Structured data unlocks the next step

This is the surprise I want to dwell on, because it's the reason the book exists.

A wiki page with consistent frontmatter, citations to specific timestamps, explicit relationships, and a canon field is structured data. Once the wiki was solid, writing the book got easier in ways I hadn't predicted.

I asked Claude for chapter outlines. It pulled from the events directory and ordered them chronologically: the cereal letter in the late 1950s, the polio diagnosis, the surviving toys, the move to Seattle, the marriage, Andy's birth, the death, the inheritance. The events all had dates in their frontmatter, so the ordering was deterministic.

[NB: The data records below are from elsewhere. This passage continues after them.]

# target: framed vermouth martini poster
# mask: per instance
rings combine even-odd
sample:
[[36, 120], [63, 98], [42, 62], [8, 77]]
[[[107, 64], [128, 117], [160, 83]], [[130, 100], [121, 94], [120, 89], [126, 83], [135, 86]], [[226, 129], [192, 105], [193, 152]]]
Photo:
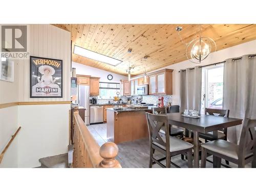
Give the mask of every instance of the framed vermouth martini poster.
[[30, 56], [30, 98], [62, 97], [62, 60]]

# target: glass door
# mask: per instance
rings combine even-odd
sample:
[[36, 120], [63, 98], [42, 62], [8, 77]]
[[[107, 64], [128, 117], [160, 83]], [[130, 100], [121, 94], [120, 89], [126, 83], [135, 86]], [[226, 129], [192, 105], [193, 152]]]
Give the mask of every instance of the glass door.
[[205, 108], [222, 109], [223, 64], [203, 68], [201, 113]]

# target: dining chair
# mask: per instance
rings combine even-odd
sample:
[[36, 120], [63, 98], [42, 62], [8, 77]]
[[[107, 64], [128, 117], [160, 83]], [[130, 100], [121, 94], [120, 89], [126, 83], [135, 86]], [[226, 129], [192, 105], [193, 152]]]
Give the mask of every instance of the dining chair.
[[252, 161], [252, 167], [256, 167], [256, 119], [246, 119], [242, 129], [239, 144], [218, 139], [202, 144], [201, 167], [205, 168], [207, 154], [217, 157], [217, 167], [221, 167], [221, 159], [244, 167]]
[[[229, 117], [229, 110], [205, 108], [205, 114], [209, 115], [215, 115], [219, 117]], [[199, 138], [204, 139], [206, 143], [208, 141], [213, 141], [216, 139], [223, 139], [226, 141], [227, 128], [223, 129], [222, 130], [222, 132], [220, 131], [218, 131], [218, 139], [215, 139], [214, 137], [214, 132], [212, 132], [207, 133], [199, 133]], [[228, 161], [226, 160], [225, 162], [227, 165], [229, 164], [229, 162], [228, 162]]]
[[[148, 167], [158, 164], [162, 167], [170, 167], [171, 157], [179, 154], [187, 156], [187, 166], [192, 167], [192, 148], [194, 145], [183, 141], [175, 137], [169, 135], [168, 119], [166, 116], [155, 115], [146, 113], [147, 127], [150, 143], [150, 158]], [[165, 134], [160, 132], [162, 127], [164, 127]], [[165, 155], [163, 158], [156, 159], [154, 157], [155, 150]], [[165, 160], [164, 165], [161, 161]], [[175, 165], [177, 166], [177, 165]]]
[[[208, 114], [209, 115], [216, 115], [219, 117], [229, 117], [229, 110], [205, 108], [205, 115]], [[207, 133], [199, 133], [199, 137], [204, 139], [206, 142], [208, 141], [213, 141], [216, 139], [214, 137], [213, 132]], [[227, 128], [223, 129], [223, 132], [219, 131], [218, 132], [218, 139], [227, 140]]]
[[[152, 108], [152, 113], [155, 115], [166, 114], [167, 114], [167, 109], [166, 107], [153, 108]], [[163, 129], [161, 129], [160, 131], [162, 133], [165, 134], [164, 130]], [[171, 125], [169, 125], [169, 133], [170, 133], [170, 135], [171, 136], [179, 136], [180, 138], [182, 138], [183, 137], [183, 132], [184, 131], [181, 129], [173, 127]]]

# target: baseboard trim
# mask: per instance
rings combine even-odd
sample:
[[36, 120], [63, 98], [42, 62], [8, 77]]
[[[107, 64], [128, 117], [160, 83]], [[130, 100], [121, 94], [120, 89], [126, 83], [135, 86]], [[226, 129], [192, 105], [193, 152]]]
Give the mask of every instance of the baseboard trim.
[[16, 106], [18, 104], [18, 102], [13, 102], [11, 103], [0, 104], [0, 109], [9, 108], [10, 106]]
[[71, 104], [71, 101], [29, 101], [19, 102], [18, 105], [33, 105], [38, 104]]
[[9, 108], [16, 105], [33, 105], [38, 104], [71, 104], [71, 101], [29, 101], [29, 102], [13, 102], [11, 103], [0, 104], [0, 109]]

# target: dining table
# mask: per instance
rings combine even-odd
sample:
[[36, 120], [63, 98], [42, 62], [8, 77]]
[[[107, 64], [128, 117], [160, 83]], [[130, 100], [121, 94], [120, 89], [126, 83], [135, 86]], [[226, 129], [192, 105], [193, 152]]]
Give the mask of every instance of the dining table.
[[[169, 124], [185, 128], [194, 133], [193, 167], [195, 168], [199, 167], [199, 133], [212, 132], [214, 138], [217, 139], [218, 131], [241, 124], [242, 121], [242, 119], [240, 119], [204, 114], [200, 114], [198, 118], [186, 117], [181, 113], [167, 113], [163, 115], [167, 115]], [[214, 167], [216, 162], [217, 159], [214, 156]]]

I asked for a list of every visual detail that would need to be illustrated. Claude pulled from the conceitos directory: cowboy decoration in the house, the backwards N on Woody's boot, the photographs in Andy's room that were really his father's, the chest in the attic, Hidden City Cafe. Each one with a citation to where the detail came from, so I could verify before drawing.

I asked for chapters in the voice of a children's book in Portuguese, grounded in the Mozart theory and avoiding any of the rejected theories. The wiki's canon field made this filterable: only adopt facts from pages marked as adopted in the matrix; ignore canon: debunked and canon: speculation content. The drafts came back grounded.

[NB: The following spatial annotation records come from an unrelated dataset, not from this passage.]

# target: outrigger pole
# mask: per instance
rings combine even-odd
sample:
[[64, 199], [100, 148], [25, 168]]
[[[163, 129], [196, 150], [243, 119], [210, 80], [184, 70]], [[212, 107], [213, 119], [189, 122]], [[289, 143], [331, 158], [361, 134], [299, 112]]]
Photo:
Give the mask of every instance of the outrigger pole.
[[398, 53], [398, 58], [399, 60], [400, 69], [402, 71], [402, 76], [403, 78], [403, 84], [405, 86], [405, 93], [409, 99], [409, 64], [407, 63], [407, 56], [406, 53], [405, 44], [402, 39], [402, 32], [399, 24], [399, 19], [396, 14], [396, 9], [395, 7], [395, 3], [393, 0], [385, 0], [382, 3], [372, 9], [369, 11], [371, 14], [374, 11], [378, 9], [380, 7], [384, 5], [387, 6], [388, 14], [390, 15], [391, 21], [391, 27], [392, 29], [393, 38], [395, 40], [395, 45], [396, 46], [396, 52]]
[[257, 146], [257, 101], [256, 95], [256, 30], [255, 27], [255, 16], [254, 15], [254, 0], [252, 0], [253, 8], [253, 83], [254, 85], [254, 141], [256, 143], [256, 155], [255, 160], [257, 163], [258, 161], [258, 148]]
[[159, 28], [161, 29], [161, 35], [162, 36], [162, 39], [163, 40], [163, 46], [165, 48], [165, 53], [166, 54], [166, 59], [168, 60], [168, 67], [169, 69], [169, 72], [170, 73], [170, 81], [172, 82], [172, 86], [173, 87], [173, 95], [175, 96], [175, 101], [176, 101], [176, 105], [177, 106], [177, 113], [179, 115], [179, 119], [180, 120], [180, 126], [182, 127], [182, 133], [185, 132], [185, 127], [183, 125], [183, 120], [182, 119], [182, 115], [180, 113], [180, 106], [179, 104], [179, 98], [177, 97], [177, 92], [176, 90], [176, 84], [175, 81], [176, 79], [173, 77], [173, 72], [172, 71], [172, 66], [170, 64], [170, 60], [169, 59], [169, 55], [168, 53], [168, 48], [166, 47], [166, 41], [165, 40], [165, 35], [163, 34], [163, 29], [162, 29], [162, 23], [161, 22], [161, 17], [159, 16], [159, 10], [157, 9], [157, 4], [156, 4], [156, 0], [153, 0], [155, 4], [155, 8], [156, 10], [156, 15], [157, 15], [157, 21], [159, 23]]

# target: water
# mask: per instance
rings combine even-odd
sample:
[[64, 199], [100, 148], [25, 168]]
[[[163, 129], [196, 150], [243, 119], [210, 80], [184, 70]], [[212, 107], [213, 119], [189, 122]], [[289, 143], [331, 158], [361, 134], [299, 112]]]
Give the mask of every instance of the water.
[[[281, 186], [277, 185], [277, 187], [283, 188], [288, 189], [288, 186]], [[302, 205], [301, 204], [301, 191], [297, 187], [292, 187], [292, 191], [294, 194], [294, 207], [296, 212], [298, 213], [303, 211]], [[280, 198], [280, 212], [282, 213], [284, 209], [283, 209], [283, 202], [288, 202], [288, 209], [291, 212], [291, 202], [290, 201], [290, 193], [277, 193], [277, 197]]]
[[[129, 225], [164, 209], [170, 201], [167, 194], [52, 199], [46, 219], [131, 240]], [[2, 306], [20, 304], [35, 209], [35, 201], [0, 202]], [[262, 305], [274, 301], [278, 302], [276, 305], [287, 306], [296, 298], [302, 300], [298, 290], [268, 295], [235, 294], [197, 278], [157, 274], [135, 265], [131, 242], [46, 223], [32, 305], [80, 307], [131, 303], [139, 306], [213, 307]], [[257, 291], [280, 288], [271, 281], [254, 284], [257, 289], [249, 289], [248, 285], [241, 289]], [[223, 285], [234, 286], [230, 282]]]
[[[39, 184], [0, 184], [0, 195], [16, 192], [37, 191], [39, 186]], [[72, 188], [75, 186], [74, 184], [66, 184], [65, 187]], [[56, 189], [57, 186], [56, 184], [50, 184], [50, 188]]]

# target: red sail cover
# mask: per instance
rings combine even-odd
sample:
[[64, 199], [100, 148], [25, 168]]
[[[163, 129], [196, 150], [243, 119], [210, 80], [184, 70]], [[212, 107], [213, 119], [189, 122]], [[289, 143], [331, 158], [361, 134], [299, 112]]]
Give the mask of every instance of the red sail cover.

By the time I was generating illustrations with Stitch, the prompts I was giving were almost copy-paste from the wiki entity pages. "Andy's father, around eight years old, in a 1950s American kitchen, holding a Woody doll, with cowboy-themed wallpaper in the background." Every visual element traced back to a specific source.

The book is in EPUB beta now, with images. He has it. There's probably a second story coming from the same wiki, maybe about Mr. Potato Head's family or one of the other characters with a hinted-at backstory. I haven't decided yet.

Two wikis later

The two projects look nothing alike. The first is hundreds of books of religious doctrine compiled into a public reference site for adults. The second is a few dozen videos and articles about a Pixar fan theory, compiled into research material for a children's book aimed at one specific reader. The sources, languages, and scales have nothing in common.

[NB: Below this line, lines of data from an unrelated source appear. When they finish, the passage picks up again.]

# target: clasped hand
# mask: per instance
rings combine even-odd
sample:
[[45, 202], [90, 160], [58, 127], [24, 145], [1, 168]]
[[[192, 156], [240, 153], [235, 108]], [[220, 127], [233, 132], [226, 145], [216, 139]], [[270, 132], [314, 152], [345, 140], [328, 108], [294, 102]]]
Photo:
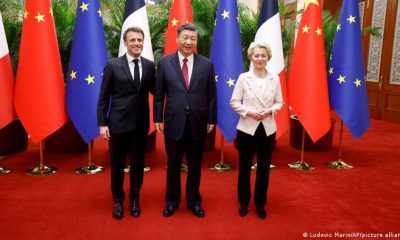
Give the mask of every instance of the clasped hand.
[[247, 115], [256, 119], [256, 120], [263, 120], [264, 118], [272, 115], [271, 109], [261, 110], [261, 111], [249, 111]]

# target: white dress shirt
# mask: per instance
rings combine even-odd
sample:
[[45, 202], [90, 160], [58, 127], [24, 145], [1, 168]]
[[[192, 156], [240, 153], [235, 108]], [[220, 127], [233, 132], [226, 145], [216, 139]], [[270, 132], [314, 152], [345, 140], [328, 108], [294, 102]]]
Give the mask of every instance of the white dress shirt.
[[[183, 66], [183, 59], [185, 58], [179, 51], [178, 51], [178, 58], [179, 58], [179, 64], [181, 66]], [[190, 56], [188, 56], [186, 58], [188, 61], [186, 62], [186, 65], [188, 67], [188, 85], [190, 85], [190, 79], [192, 78], [192, 71], [193, 71], [193, 61], [194, 61], [194, 57], [193, 54], [191, 54]]]
[[[134, 58], [131, 55], [129, 55], [128, 53], [126, 53], [126, 58], [128, 59], [128, 66], [129, 66], [129, 70], [131, 71], [131, 75], [132, 75], [132, 79], [135, 79], [135, 63], [133, 62], [133, 60], [138, 59], [138, 65], [139, 65], [139, 73], [140, 76], [142, 76], [142, 61], [140, 59], [140, 57], [138, 58]], [[142, 81], [142, 78], [139, 76], [139, 80]]]

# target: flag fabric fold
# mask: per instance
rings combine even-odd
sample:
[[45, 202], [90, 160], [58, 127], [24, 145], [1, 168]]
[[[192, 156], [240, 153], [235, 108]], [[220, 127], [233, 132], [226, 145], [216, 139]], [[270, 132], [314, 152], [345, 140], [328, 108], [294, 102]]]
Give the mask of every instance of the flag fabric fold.
[[343, 1], [328, 75], [331, 105], [357, 139], [370, 125], [358, 1]]
[[0, 12], [0, 129], [15, 118], [14, 73]]
[[164, 55], [175, 52], [178, 49], [176, 32], [184, 23], [193, 23], [192, 5], [190, 0], [174, 0], [169, 13], [168, 28], [166, 31]]
[[67, 121], [51, 1], [25, 2], [14, 103], [34, 142], [43, 140]]
[[67, 111], [86, 143], [99, 135], [97, 100], [107, 45], [99, 0], [79, 0], [67, 74]]
[[254, 40], [266, 42], [270, 46], [272, 58], [268, 62], [267, 71], [275, 73], [280, 78], [284, 105], [275, 116], [277, 125], [276, 138], [279, 138], [289, 129], [289, 104], [287, 99], [285, 61], [282, 48], [281, 22], [277, 0], [263, 0]]
[[239, 115], [230, 107], [237, 78], [243, 72], [242, 45], [236, 0], [220, 1], [210, 53], [217, 81], [217, 125], [223, 136], [236, 138]]
[[305, 0], [288, 81], [289, 104], [316, 142], [331, 127], [320, 0]]

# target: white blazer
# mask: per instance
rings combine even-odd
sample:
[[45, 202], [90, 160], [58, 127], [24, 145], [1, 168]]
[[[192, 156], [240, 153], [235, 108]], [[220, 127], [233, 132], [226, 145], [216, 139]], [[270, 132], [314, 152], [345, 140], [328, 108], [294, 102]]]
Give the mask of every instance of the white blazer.
[[[266, 85], [262, 94], [255, 84], [255, 75], [253, 71], [240, 74], [230, 101], [233, 111], [240, 115], [237, 129], [254, 136], [258, 125], [262, 122], [267, 136], [276, 132], [276, 123], [274, 116], [283, 106], [283, 98], [279, 77], [273, 73], [267, 72]], [[272, 115], [263, 120], [256, 120], [247, 116], [252, 111], [271, 109]]]

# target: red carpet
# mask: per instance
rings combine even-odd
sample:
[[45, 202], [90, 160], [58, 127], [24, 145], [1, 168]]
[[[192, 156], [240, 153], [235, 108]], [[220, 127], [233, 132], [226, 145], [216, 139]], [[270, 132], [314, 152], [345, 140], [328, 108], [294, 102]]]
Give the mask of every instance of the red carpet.
[[[45, 164], [58, 167], [57, 173], [26, 175], [25, 170], [39, 162], [38, 146], [31, 144], [27, 151], [0, 160], [1, 167], [12, 170], [0, 176], [0, 239], [304, 239], [303, 233], [308, 238], [317, 238], [318, 233], [332, 236], [320, 239], [361, 239], [361, 235], [339, 238], [335, 233], [374, 233], [383, 234], [382, 238], [392, 233], [399, 238], [400, 125], [372, 120], [358, 141], [345, 131], [342, 160], [354, 169], [335, 170], [325, 164], [338, 158], [338, 125], [331, 151], [305, 153], [314, 171], [288, 168], [287, 163], [299, 159], [300, 151], [289, 146], [287, 135], [278, 141], [264, 221], [257, 218], [253, 205], [247, 217], [239, 217], [237, 170], [207, 169], [218, 161], [219, 146], [205, 154], [203, 164], [205, 218], [192, 215], [185, 199], [174, 216], [162, 217], [166, 157], [158, 135], [157, 150], [147, 155], [151, 171], [145, 174], [142, 215], [132, 218], [125, 201], [125, 217], [118, 221], [111, 217], [108, 148], [103, 140], [95, 142], [93, 161], [106, 170], [92, 176], [74, 173], [86, 164], [86, 154], [49, 153]], [[226, 145], [225, 160], [237, 166], [232, 144]]]

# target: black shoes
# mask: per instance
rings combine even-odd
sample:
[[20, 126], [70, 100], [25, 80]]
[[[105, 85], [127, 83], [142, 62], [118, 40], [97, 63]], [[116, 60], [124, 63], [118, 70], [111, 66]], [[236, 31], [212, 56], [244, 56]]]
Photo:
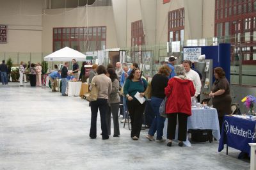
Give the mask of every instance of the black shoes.
[[169, 147], [171, 147], [172, 146], [172, 142], [168, 142], [168, 144], [167, 144], [167, 146], [169, 146]]
[[109, 137], [102, 137], [102, 140], [107, 140], [109, 138]]
[[184, 146], [184, 143], [183, 142], [179, 142], [179, 146], [180, 147], [182, 147]]

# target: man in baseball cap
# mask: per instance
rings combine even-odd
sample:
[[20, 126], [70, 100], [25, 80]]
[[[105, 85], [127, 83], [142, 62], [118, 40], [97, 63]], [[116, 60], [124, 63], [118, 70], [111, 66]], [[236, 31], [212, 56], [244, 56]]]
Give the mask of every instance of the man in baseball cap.
[[177, 57], [172, 56], [168, 59], [169, 62], [167, 65], [170, 68], [171, 68], [171, 72], [170, 72], [170, 75], [168, 77], [169, 79], [176, 75], [175, 71], [174, 70], [174, 63], [177, 58]]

What survives is the schema and the discipline of reading every source.

I think the LLM Wiki pattern is going to get used in places I haven't thought of yet. The two cases I have so far don't have much in common except those two things. That's probably the part that matters.

Last week he asked me what really happened to the old space ranger toy that Buzz replaced. There's no page on that yet.